By comparison, Chalmers prefers the word salad approach while walking away from the cap on the tax take.
The fiscal profligacy apparent in many advanced countries, including here, raises the question: how will this end? In extreme cases such as Argentina, we see the ultimate outcomes of a collapsing currency, runaway inflation and widespread suffering. Ultimately a dramatic reset is the only solution, which carries its own risks and hardships.
The US is in a slightly different position than the rest of the world because the US dollar remains essentially a numeraire currency. In the case of Japan, which is another highly indebted country, a great deal of the government debt has been funded internally through the savings of its own citizens. Australia fits neither of these cases.
The truth is that there are some real gains from governments having to weigh up the costs and benefits of spending and to be careful about raising taxes in case saving and investment are discouraged. Trade-off thinking makes for good decision-making. Sadly, there is far too little of it among federal and state politicians. The rapid expansion in government spending has been associated with collapsing productivity and a crowding out of private sector investment.
There are also important moral elements to this issue. Is it right for the current crop of politicians to be amassing debts for future generations to pay off? Do we also underestimate the loss of individual freedoms when governments begin to assume roles that should, by rights, be undertaken by individuals and families? There are almost always conditions attached to seemingly generous handouts.

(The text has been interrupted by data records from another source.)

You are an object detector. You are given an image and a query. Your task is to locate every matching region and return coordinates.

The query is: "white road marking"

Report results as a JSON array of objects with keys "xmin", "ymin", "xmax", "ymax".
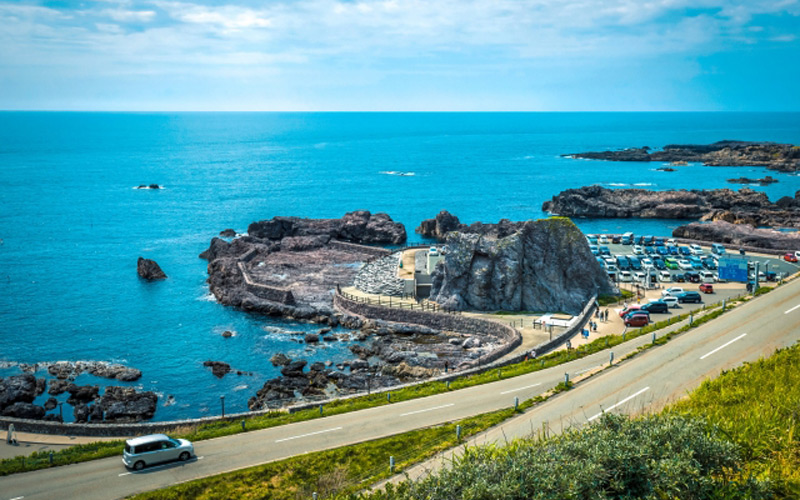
[
  {"xmin": 500, "ymin": 382, "xmax": 542, "ymax": 394},
  {"xmin": 589, "ymin": 386, "xmax": 650, "ymax": 422},
  {"xmin": 275, "ymin": 427, "xmax": 342, "ymax": 443},
  {"xmin": 700, "ymin": 333, "xmax": 747, "ymax": 359},
  {"xmin": 500, "ymin": 382, "xmax": 542, "ymax": 394},
  {"xmin": 400, "ymin": 403, "xmax": 455, "ymax": 417}
]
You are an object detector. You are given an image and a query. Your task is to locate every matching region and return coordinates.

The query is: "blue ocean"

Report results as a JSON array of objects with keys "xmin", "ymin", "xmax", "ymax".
[{"xmin": 0, "ymin": 112, "xmax": 800, "ymax": 420}]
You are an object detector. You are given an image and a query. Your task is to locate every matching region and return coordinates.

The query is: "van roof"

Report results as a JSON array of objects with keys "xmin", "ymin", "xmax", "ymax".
[{"xmin": 125, "ymin": 434, "xmax": 169, "ymax": 446}]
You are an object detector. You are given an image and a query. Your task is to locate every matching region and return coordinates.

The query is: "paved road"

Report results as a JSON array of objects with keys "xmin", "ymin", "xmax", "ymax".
[{"xmin": 0, "ymin": 280, "xmax": 800, "ymax": 500}]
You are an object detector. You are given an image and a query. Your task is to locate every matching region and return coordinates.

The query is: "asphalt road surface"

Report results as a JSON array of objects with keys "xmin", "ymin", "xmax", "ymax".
[{"xmin": 0, "ymin": 280, "xmax": 800, "ymax": 500}]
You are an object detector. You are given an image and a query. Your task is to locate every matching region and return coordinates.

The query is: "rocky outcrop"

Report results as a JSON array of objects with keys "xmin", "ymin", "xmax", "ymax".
[
  {"xmin": 728, "ymin": 175, "xmax": 778, "ymax": 186},
  {"xmin": 542, "ymin": 186, "xmax": 800, "ymax": 227},
  {"xmin": 564, "ymin": 141, "xmax": 800, "ymax": 172},
  {"xmin": 203, "ymin": 361, "xmax": 231, "ymax": 378},
  {"xmin": 136, "ymin": 257, "xmax": 167, "ymax": 281},
  {"xmin": 431, "ymin": 218, "xmax": 613, "ymax": 314},
  {"xmin": 98, "ymin": 386, "xmax": 158, "ymax": 422},
  {"xmin": 672, "ymin": 220, "xmax": 800, "ymax": 250},
  {"xmin": 416, "ymin": 210, "xmax": 524, "ymax": 242},
  {"xmin": 247, "ymin": 210, "xmax": 406, "ymax": 245}
]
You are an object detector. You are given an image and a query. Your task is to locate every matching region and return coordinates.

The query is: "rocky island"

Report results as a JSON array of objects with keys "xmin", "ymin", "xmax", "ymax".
[{"xmin": 563, "ymin": 141, "xmax": 800, "ymax": 172}]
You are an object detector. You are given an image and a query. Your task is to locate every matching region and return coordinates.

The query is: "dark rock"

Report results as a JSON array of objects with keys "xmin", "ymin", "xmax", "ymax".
[
  {"xmin": 0, "ymin": 373, "xmax": 38, "ymax": 410},
  {"xmin": 281, "ymin": 359, "xmax": 308, "ymax": 377},
  {"xmin": 203, "ymin": 361, "xmax": 231, "ymax": 378},
  {"xmin": 431, "ymin": 218, "xmax": 614, "ymax": 314},
  {"xmin": 1, "ymin": 402, "xmax": 44, "ymax": 420},
  {"xmin": 136, "ymin": 257, "xmax": 167, "ymax": 281},
  {"xmin": 98, "ymin": 386, "xmax": 158, "ymax": 422},
  {"xmin": 47, "ymin": 380, "xmax": 71, "ymax": 396},
  {"xmin": 269, "ymin": 352, "xmax": 292, "ymax": 366},
  {"xmin": 72, "ymin": 404, "xmax": 91, "ymax": 424},
  {"xmin": 67, "ymin": 384, "xmax": 100, "ymax": 406}
]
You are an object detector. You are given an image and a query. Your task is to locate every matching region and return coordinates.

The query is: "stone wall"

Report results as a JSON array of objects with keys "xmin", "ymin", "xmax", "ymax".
[{"xmin": 333, "ymin": 290, "xmax": 522, "ymax": 365}]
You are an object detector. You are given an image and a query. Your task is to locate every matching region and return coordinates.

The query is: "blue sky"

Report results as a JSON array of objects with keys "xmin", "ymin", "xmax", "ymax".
[{"xmin": 0, "ymin": 0, "xmax": 800, "ymax": 111}]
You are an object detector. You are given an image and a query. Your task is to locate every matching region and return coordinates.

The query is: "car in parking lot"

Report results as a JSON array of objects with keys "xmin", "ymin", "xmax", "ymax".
[
  {"xmin": 661, "ymin": 286, "xmax": 685, "ymax": 297},
  {"xmin": 122, "ymin": 434, "xmax": 194, "ymax": 470},
  {"xmin": 661, "ymin": 295, "xmax": 680, "ymax": 308},
  {"xmin": 676, "ymin": 292, "xmax": 703, "ymax": 304},
  {"xmin": 642, "ymin": 300, "xmax": 669, "ymax": 314},
  {"xmin": 625, "ymin": 314, "xmax": 650, "ymax": 326}
]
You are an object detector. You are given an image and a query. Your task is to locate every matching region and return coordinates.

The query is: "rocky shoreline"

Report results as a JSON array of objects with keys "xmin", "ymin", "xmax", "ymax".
[{"xmin": 563, "ymin": 141, "xmax": 800, "ymax": 172}]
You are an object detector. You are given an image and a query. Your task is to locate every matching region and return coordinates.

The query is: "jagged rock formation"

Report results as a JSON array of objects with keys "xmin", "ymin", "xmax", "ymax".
[
  {"xmin": 564, "ymin": 141, "xmax": 800, "ymax": 172},
  {"xmin": 672, "ymin": 220, "xmax": 800, "ymax": 250},
  {"xmin": 416, "ymin": 210, "xmax": 524, "ymax": 241},
  {"xmin": 136, "ymin": 257, "xmax": 167, "ymax": 281},
  {"xmin": 542, "ymin": 186, "xmax": 800, "ymax": 227},
  {"xmin": 431, "ymin": 218, "xmax": 613, "ymax": 314},
  {"xmin": 200, "ymin": 210, "xmax": 406, "ymax": 322}
]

To be sure, those freedom-fighting economists, Friedrich Hayek and Milton Friedman – they both won Nobel prizes – are deeply unfashionable these days. They both argued that a burgeoning and omnipotent state is ultimately a road to diminished freedoms for citizens. Just as turkeys won’t be voting for Christmas, current politicians won’t be in favour of hard budget constraints. The pity is that we could all ultimately be much better off if they were.